Wie vor elf Jahren, als die mittlerweile bestens etablierte Veranstaltung erstmals stattfand, war am Samstagnachmittag wieder die befreundete Königsmooser Musi mit dabei. Die beiden Mooskapellen spielten zum Auftakt drei Stücke gemeinsam, darunter den schwungvollen „Mein Donautal“-Marsch, und dann wieder zum großen Finale, wobei sich Christian Mattes und Grit Braun beim Dirigieren abwechselten.

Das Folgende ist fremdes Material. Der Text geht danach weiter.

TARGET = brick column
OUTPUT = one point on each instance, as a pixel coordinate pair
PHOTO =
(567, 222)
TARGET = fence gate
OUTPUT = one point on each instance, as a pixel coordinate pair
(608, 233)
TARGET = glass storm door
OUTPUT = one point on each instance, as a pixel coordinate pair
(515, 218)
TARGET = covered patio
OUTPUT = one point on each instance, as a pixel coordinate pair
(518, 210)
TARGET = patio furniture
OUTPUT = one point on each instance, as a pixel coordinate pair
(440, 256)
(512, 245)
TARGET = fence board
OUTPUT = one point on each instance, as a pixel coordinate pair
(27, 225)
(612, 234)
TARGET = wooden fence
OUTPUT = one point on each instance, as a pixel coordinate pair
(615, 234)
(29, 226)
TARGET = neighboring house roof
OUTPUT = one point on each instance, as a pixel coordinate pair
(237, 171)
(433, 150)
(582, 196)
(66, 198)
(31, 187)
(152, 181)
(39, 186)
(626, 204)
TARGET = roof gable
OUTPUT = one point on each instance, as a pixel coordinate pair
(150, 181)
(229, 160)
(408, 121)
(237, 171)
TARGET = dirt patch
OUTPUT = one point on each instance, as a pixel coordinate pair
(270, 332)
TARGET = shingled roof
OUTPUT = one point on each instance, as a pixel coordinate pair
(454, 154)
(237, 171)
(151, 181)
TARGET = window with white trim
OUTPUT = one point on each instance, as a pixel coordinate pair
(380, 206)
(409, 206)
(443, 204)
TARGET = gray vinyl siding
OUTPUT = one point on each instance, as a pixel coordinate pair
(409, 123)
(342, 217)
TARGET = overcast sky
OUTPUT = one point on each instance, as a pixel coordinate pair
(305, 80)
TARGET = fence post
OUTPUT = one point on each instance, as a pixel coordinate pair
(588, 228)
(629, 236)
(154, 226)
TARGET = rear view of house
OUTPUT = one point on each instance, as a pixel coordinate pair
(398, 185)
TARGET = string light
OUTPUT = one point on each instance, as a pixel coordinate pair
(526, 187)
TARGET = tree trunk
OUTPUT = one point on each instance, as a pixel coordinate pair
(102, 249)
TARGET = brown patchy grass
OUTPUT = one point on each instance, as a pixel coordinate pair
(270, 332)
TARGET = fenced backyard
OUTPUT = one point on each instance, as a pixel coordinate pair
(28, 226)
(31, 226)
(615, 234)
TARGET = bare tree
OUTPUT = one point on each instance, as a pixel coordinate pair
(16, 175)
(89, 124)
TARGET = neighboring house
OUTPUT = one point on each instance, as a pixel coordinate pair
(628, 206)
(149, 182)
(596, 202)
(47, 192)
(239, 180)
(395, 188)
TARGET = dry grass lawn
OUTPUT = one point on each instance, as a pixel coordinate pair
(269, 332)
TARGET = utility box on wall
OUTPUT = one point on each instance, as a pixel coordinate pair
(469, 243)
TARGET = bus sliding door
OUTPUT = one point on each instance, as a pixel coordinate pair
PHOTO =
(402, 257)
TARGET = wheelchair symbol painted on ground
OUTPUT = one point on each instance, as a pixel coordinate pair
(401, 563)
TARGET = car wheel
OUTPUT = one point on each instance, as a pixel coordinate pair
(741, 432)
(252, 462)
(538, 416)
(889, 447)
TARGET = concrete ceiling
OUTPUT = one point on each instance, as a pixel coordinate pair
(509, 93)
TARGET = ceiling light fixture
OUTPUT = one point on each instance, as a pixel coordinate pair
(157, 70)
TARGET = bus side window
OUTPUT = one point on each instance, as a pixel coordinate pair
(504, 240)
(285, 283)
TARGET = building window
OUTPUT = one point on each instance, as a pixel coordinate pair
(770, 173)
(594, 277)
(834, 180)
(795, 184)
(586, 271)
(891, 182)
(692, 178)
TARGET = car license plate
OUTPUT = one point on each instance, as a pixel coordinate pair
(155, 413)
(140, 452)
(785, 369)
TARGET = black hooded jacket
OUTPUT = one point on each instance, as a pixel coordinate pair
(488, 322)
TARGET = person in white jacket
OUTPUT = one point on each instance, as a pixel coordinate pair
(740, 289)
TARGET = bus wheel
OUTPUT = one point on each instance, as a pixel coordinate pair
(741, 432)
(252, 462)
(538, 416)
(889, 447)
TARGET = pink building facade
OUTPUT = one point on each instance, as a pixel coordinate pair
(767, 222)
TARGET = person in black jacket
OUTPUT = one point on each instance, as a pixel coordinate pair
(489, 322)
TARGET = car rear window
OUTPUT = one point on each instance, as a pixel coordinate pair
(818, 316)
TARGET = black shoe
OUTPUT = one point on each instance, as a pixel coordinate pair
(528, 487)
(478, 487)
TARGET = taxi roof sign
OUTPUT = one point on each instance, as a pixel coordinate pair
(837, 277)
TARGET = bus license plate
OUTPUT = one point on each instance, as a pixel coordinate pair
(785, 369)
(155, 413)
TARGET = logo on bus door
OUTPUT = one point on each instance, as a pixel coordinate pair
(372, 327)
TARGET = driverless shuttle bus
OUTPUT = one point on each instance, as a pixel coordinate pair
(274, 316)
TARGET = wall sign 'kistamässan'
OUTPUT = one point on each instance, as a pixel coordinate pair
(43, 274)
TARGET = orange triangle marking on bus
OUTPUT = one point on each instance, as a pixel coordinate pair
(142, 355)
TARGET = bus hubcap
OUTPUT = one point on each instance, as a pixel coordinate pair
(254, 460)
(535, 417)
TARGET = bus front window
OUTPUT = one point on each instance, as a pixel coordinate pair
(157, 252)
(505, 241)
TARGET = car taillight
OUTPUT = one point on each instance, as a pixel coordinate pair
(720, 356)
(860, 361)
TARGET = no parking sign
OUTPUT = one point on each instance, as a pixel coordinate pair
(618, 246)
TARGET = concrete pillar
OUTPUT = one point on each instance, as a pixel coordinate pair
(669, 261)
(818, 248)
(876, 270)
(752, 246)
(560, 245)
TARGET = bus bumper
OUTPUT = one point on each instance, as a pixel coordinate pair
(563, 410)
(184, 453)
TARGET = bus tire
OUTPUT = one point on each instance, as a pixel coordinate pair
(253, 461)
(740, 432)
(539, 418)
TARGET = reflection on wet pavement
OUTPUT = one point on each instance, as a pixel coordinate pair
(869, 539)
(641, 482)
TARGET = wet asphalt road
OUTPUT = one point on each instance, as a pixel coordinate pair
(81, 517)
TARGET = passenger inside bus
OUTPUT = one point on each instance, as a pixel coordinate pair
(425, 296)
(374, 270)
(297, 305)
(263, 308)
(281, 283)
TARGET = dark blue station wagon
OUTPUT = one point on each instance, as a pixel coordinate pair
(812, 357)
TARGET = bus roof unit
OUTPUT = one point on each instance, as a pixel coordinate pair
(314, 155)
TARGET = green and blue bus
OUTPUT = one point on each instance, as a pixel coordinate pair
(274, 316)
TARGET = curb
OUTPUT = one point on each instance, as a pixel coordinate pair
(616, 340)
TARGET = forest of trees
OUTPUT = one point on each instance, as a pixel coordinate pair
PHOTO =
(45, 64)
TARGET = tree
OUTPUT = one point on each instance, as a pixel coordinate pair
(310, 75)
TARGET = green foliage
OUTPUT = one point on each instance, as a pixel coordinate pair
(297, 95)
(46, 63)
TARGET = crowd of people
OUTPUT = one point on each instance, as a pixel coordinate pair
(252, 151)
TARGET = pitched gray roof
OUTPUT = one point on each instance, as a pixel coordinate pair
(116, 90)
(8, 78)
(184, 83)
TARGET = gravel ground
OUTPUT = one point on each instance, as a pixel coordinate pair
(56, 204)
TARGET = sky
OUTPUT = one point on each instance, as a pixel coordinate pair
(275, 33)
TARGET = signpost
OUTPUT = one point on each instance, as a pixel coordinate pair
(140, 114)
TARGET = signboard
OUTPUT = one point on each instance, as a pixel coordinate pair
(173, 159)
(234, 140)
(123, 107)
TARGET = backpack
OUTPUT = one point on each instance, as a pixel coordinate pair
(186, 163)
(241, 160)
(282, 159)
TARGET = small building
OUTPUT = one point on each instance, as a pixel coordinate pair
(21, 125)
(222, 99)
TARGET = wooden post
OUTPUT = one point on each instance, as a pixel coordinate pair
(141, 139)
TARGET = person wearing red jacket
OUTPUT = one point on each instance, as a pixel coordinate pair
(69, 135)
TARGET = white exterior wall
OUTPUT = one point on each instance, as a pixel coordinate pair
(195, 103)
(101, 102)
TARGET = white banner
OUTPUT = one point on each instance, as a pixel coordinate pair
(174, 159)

Regen unterbricht Konzert am Theresienbau nur vorübergehend
Das taten auch die Kapellen, die je zweimal auftraten. Die Königsmooser Musi hatte Märsche, Walzer und Polkas mitgebracht, darunter den Weiß-Blau Marsch, die Kirschblütenzauber-Polka und den abwechslungsreichen Osttiroler Walzer „Gruß an Schloss Weißenstein“. Wie es gute Tradition ist, hisste Adolf Mattes die Bayerische Fahne vor Konzertbeginn, Robert Mattes spielte dazu die Bayernhymne auf der Trompete, das Publikum erhob sich und sang mit. Eine Gesangseinlage gab es auch von der Gastgeberkapelle beim Marsch „Weiß-Blau im Wind“.
Nicht im Programm stand dagegen ein kräftiger Regenschauer, der die Musiker zwang, nach gut zwei Stunden die Bühne zu räumen – allerdings nur vorläufig. Trockene Zuflucht gab es in den Zeltpavillons und natürlich im Vereinsheim Theresienbau. Etliche Zuhörer flüchteten trotzdem nach Hause, viele aber harrten aus und rund 60 tapfere Musikfreunde blieben bis Einbruch der Dunkelheit, dem geplanten Ende des Open-Air-Konzerts.
Während die Karlshulder Kapelle im ersten Block mit „Best of Beatles“ und „Nessaja“ Bigbandcharakter gezeigt hatte, blieb sie im zweiten Block bei traditioneller Blasmusik, um im Zeitplan wieder aufzuholen. Unterstützung bekam sie von einer spontan gebildeten, siebenköpfigen Percussion-Nachwuchs-Gruppe samt eigenen Dirigenten. Der kleine Toni machte also seinem Papa Christian Mattes schon mal Konkurrenz.
Auch die Königsmooser Musi kürzte etwa um die Hälfte, sodass die Zuhörer am Ende noch einmal ausführlich in den Genuss des 44-köpfigen Gesamtensembles aus beiden Kapellen kamen, das mit bekannten Märschen wie „Wir Musikanten“ oder „Grüße aus dem Egerland“ begeisterte. Bestens kamen natürlich auch die mitreißenden Zugaben „Dem Land Tirol die Treue“ und der „Fliegermarsch“ an.
An die 400 Besucher dürften es über Nachmittag und Abend verteilt gewesen sein, manche blieben ganze fünf Stunden, andere machten mehr oder weniger lange Station im lauschigen Ambiente unter dem Kastanienbaum, gut bewirtet von Helfern der Blaskapelle.